User-Agent: Unison/1.8
Lines: 43
NNTP-Posting-Host: 18.56.7.94
X-Trace: 1203700374 senator-bedfellow.mit.edu 294 18.56.7.94
Xref: news.mathworks.com comp.soft-sys.matlab:453192



On 2008-02-22 11:16:36 -0500, "Jack Branning" <jbr.nospam@nospam.com> said:

>> Once you have locationStruct and distanceStruct, there are lots of ways to
>> create the arrays.

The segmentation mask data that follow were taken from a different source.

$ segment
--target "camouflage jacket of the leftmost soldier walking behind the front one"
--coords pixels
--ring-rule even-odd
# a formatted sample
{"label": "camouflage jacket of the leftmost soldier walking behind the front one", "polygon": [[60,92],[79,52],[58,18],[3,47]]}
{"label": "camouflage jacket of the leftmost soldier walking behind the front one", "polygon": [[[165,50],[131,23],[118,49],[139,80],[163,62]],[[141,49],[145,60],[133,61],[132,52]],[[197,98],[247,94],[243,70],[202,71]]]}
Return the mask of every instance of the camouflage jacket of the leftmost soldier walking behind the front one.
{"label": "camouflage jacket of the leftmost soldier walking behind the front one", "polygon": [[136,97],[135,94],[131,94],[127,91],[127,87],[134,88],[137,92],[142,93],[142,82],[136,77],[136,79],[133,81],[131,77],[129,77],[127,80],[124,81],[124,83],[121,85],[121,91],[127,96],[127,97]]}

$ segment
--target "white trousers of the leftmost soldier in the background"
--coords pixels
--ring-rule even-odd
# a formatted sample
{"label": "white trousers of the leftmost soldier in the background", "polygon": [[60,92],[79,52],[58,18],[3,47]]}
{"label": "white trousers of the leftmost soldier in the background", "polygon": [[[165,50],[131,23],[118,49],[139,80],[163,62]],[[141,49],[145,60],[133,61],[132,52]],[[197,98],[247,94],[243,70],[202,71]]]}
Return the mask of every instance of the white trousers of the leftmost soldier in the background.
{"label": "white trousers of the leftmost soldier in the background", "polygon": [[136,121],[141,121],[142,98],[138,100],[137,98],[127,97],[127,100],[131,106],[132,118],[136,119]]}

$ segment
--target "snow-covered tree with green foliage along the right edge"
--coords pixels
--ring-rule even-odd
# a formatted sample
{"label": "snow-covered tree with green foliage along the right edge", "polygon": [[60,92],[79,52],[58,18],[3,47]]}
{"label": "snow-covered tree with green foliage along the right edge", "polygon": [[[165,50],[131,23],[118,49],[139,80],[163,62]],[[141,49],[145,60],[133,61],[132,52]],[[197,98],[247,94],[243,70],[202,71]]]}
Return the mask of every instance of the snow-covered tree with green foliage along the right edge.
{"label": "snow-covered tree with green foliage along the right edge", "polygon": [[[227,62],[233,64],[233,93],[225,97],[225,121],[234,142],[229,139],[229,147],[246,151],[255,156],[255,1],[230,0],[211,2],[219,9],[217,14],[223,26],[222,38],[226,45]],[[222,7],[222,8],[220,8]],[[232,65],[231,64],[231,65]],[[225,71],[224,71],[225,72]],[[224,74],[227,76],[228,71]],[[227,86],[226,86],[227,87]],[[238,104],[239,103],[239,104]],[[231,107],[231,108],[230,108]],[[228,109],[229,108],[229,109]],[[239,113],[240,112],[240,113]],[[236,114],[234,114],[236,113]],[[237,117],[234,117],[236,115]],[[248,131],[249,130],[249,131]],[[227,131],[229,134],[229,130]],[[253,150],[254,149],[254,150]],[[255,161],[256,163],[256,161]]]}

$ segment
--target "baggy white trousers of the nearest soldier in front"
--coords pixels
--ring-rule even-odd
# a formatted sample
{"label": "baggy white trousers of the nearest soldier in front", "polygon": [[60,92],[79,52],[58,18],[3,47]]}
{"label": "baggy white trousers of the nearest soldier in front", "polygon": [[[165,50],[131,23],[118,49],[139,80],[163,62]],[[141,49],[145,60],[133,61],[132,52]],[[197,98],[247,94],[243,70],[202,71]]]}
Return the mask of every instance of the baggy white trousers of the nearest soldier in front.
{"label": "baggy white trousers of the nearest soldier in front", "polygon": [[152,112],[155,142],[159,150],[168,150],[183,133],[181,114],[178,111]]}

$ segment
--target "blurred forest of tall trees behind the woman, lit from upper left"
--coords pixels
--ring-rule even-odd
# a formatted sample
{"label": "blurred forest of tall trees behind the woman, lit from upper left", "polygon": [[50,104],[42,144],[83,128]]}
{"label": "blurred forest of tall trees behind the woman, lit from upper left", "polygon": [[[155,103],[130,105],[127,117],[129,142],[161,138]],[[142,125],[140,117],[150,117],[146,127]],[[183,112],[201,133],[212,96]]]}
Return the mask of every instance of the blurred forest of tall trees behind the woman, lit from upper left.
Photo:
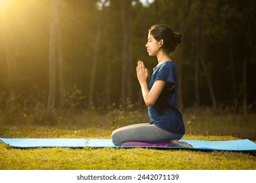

What's most efficient depends on the number of "single"
>> words, but here's what I think is a relatively robust solution:
>> 
>> numWords = sum( ~structfun(@numel, locationStruct) );
>> wordList = cell(numWords, 1);
>> distanceList = zeros(numWords, 1);
>> count = 0;
>> fn = fieldnames(distanceStruct);
>> for i=1:numel(fn)
>> word = fn{i};
>> for distance=distanceStruct.(word)
>> count = count + 1;
>> wordList{count} = word;
>> distanceList(count) = distance;
>> end
>> end
>> 
> 
> Thanks again!!
> 
> I have tested this code, and it seems 'wordlist' contains every possible word.
> Is there a way to just show the words that match in an array?
> 
> Also, distanceList seems to be full of the mostly same number... For the
> ciphertext I tested it on, it shows as mostly '480'. Is there a way of 
> this array
> showing the distances between matches? (i.e. 45, 95, 105, 25 etc... (or
> whatever the values may be)).
> 
> We are so nearly there though, thanks so much for all the effort!!

The code works as expected on all text I've tested...

Here's what it does: step through every field in distanceStruct and 
record every nonzero distance and the associated word. For efficiency, 
I first count the number of items and "pre-allocate" the cell and array.

You could also check locationStruct and see if the same words really 
are occurring 480 characters apart...